Problem Formulation and Approach

The paper provides a detailed system model comprising a source (Alice), an IRS, a legitimate receiver (Bob), and an eavesdropper (Eve). The primary challenge lies in maximizing the secrecy rate of the IRS-assisted system via joint optimization of the source's transmit covariance matrix and the IRS's phase shift matrix. The problem is inherently non-convex due to the coupling of these variables within the objective function, alongside the presence of unit modulus constraints.

A novel algorithm based on alternating optimization is proposed to address this problem:

1. Transmit Covariance Optimization: By fixing the IRS phase shifts, the authors derive a closed-form solution for the optimal transmit covariance, leveraging the technique of generalized eigenvectors for simplification.
2. Phase Shift Matrix Optimization: For fixed transmit covariance, the problem of optimizing the IRS phase shifts deteriorates into a more challenging, non-convex problem. The authors adopt a parametric approach using fractional programming and propose a bisection method for finding the optimal parameter to solve a relaxed version of the optimization problem.

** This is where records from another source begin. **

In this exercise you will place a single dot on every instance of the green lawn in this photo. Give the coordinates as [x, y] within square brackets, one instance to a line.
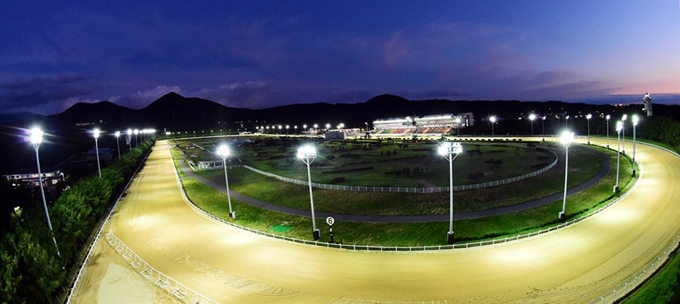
[412, 234]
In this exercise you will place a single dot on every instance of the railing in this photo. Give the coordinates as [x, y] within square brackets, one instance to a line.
[408, 189]
[401, 189]
[101, 228]
[403, 248]
[609, 297]
[166, 283]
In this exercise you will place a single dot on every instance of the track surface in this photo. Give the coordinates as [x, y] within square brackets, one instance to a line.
[575, 264]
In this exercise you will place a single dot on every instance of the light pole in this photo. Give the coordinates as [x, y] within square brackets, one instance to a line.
[137, 137]
[118, 143]
[607, 118]
[129, 139]
[588, 117]
[543, 126]
[223, 152]
[566, 139]
[307, 154]
[635, 120]
[95, 132]
[619, 128]
[36, 140]
[623, 132]
[450, 151]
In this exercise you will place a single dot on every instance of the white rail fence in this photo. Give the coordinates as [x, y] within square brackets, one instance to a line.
[151, 274]
[408, 189]
[403, 189]
[609, 297]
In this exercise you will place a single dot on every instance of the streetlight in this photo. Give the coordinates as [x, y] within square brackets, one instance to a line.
[129, 139]
[623, 131]
[96, 132]
[307, 154]
[619, 128]
[118, 143]
[223, 152]
[543, 126]
[588, 117]
[635, 121]
[608, 117]
[458, 124]
[566, 139]
[450, 151]
[36, 140]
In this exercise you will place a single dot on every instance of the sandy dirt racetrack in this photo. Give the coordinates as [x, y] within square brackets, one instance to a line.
[572, 265]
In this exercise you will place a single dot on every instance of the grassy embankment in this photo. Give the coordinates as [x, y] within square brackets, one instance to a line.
[388, 234]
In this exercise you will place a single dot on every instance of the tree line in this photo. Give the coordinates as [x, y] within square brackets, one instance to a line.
[31, 271]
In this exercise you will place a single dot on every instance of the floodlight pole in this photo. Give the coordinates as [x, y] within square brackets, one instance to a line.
[566, 139]
[588, 117]
[36, 139]
[307, 155]
[450, 151]
[635, 121]
[619, 128]
[96, 147]
[118, 143]
[608, 117]
[223, 152]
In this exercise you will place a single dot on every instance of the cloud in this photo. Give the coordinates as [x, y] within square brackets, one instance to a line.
[37, 91]
[251, 94]
[143, 98]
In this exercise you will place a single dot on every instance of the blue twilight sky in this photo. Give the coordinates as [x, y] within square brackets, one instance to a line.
[259, 54]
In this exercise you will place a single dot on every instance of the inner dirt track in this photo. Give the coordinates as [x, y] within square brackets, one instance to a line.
[576, 264]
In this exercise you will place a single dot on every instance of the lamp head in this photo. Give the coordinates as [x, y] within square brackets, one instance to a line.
[223, 150]
[36, 136]
[450, 148]
[567, 137]
[306, 151]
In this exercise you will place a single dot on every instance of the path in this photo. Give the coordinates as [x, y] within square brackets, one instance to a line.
[604, 170]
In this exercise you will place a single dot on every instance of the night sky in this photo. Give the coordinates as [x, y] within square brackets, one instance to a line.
[259, 54]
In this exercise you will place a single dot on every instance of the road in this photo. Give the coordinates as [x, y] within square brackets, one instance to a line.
[572, 265]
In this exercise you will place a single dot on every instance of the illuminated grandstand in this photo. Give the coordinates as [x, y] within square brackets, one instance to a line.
[430, 124]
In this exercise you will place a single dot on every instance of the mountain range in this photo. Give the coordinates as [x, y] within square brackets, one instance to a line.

The phase shift optimization problem is then transformed to an upper bound formulation, leading to a semi-closed form solution.

Empirical Validation and Insights

Simulations validate the efficacy of the proposed IRS-assisted optimized design over traditional systems without IRSs, showing significant enhancements in the secrecy rate. Furthermore, the researchers empirically substantiated convergence guarantees for the proposed algorithm.

Implications and Future Directions

This research marks a contribution to understanding and developing IRS-enhanced technologies for secure wireless communication systems. The proposed algorithm is effective in maximizing secrecy rates while being computationally efficient, presenting benefits particularly for applications where secure communication is critical.

Looking forward, enhancing the adaptability of IRSs to more complex and varied environments and exploring integrations with other advanced wireless technologies could be worthwhile avenues. Future research could also delve further into scalability and real-world deployment challenges while expediently addressing the practical limitations faced when implementing IRSs for physical-layer security. Moreover, extending these techniques to broader network topology scenarios and multi-user settings presents a promising field of opportunity as wireless communication systems progress into increasingly dense and dynamic configurations.